JICA works closely with the Trade Development Authority of Pakistan (TDAP), which has sent a request for assistance, according to Daisuke Fukumori, deputy director of JICA’s South Asia division.
“We are presently in the negotiations stage, and information regarding the projects that Japan can undertake has not yet been confirmed,” he says. “Details of the final package will be designed to meet the needs of the Pakistani government, and the agreement should be completed within this year.”
Fukumori was unable to disclose details of the agreement, but it is likely to include the provision of equipment and hardware, the dispatch of experts and financial assistance.
In 2015, JICA supported a delegation of Japanese business people to Expo Pakistan, the country’s largest trade fair, and arranged a delegation of executives from Pakistan’s leading textile companies to Thailand, where they visited three Japanese textile factories to experience quality control in the production process.
A Pakistan-Japan Textile Day, held in October 2015, brought Japanese companies to Lahore and Faisalabad, and served to introduce manufacturers and buyers, while a workshop for Pakistani companies was held in Karachi the same month.
Hideaki Shimizu served as an adviser in the textile sector to JICA for two years until 2015 and believes the potential for Pakistani exports to Japan is good. “Pakistan is traditionally a cotton-producing country, and has done well in recent years to integrate production and improve both upstream and downstream operations,” he says.
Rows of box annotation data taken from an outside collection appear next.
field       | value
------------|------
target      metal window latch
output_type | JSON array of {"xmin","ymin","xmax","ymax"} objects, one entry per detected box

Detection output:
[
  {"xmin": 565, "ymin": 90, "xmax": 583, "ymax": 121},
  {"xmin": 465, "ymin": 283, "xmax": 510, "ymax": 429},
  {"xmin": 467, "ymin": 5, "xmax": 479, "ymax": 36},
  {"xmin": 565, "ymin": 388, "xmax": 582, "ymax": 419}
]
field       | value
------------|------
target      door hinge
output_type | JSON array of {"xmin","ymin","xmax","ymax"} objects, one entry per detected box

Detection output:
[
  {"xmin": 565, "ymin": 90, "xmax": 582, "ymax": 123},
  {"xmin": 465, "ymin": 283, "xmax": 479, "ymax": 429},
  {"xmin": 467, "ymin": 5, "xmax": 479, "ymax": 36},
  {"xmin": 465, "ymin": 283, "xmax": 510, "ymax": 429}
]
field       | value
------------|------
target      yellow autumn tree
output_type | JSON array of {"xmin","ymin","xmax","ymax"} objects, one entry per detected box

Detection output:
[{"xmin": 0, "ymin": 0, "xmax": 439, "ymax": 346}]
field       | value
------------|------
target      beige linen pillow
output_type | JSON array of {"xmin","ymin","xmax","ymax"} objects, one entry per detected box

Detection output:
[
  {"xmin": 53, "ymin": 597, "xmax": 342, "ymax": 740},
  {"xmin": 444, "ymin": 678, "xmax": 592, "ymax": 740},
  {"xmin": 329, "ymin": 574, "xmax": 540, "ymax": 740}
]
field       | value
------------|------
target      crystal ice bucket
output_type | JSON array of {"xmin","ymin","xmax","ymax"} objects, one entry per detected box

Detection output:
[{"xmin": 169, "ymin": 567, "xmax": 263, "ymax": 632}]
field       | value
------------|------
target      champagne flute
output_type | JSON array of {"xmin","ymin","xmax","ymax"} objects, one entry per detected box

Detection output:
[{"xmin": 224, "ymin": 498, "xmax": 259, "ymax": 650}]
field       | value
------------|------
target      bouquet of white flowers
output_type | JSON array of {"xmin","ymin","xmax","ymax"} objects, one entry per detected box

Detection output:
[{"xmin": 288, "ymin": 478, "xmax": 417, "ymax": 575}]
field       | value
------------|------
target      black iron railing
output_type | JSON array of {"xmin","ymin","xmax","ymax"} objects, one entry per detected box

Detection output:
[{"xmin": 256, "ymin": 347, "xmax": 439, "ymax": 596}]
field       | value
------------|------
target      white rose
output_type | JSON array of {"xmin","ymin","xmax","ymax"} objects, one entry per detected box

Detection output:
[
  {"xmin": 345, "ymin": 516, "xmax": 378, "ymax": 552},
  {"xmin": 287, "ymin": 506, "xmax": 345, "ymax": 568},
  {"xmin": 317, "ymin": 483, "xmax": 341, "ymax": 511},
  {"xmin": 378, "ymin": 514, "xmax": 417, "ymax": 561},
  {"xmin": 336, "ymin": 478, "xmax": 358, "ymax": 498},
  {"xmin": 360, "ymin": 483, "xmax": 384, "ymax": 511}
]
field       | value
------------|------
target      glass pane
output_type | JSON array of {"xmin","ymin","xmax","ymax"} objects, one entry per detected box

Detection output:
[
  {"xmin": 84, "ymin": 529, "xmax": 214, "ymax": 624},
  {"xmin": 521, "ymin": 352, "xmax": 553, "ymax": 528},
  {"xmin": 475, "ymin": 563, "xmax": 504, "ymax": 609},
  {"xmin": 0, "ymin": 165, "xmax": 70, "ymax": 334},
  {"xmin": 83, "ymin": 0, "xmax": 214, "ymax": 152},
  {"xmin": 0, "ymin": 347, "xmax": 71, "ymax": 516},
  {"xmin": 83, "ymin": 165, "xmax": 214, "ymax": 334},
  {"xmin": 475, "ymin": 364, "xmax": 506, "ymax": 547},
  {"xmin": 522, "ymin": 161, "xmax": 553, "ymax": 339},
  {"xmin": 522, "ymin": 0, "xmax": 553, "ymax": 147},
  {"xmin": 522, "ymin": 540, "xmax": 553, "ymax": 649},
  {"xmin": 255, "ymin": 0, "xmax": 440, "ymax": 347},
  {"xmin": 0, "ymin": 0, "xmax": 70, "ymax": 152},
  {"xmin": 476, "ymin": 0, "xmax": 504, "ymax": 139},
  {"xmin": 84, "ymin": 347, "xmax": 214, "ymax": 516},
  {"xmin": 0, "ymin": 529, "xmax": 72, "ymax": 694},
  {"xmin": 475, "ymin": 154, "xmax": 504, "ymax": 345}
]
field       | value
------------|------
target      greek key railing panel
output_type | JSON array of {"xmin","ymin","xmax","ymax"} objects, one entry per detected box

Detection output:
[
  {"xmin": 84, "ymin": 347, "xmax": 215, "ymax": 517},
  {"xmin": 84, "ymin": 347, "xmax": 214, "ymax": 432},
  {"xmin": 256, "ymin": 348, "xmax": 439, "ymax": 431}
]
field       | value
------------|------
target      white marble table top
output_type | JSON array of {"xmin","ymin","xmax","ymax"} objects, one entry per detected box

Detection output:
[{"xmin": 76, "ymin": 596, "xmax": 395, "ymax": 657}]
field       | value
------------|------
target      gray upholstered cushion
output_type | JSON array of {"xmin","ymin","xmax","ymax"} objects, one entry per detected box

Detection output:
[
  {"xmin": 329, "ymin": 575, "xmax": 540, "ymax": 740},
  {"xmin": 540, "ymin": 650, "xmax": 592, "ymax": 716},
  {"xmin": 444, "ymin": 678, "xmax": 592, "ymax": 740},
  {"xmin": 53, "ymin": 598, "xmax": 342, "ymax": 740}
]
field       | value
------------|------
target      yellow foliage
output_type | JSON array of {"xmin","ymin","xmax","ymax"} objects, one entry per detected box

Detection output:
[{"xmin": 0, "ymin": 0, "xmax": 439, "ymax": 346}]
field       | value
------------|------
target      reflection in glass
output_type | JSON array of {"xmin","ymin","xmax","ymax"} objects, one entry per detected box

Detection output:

“The quality of yarn produced in Pakistan is very good, and ideal for products such as bed linen, towels and other home textiles,” continues Shimizu, who is working for Asia Engineering Consultant Co.
“Pakistani companies are weak, however, in finished and high value-added products, and my team encouraged firms there to strengthen their operations in these areas and improve the quality and designs of their products.”
JICA took experts to Pakistan to deliver seminars on the latest technical developments in the textiles sector, as well as to advise on improving production control, quality control and reducing costs.
Some issues remain beyond the control of Pakistani manufacturers, however, such as the frequent power black-outs that hamper production, a common complaint that they relayed to their Japanese visitors.
JICA is also committed to investing in broader infrastructure projects – such as ensuring a stable supply of power – that will assist the textile sector. “The potential of Pakistan’s textile sector is huge, but they do need to ensure quality, improve their marketing skills and make improvements in other areas,” Shimizu said.
For Japanese companies contemplating doing business overseas, Pakistan’s security situation is a serious concern, while Pakistani companies seeking to strike a deal with a Japanese partner are significantly hampered by imports levied on imports of textiles by the Japanese government.
“Most other Asian countries are not subject to those duties and have signed bilateral exemption deals with Tokyo, so we would very much like to see a similar arrangement agreed between Japan and Pakistan,” Shimizu added.
Annual imports of Pakistani textiles to Japan are valued at Japanese Yen JPY9.3bn (US$80.5m), with yarns accounting for JPY3.7bn (US$32m) of the total and fabrics a further JPY2.2bn (US$19m).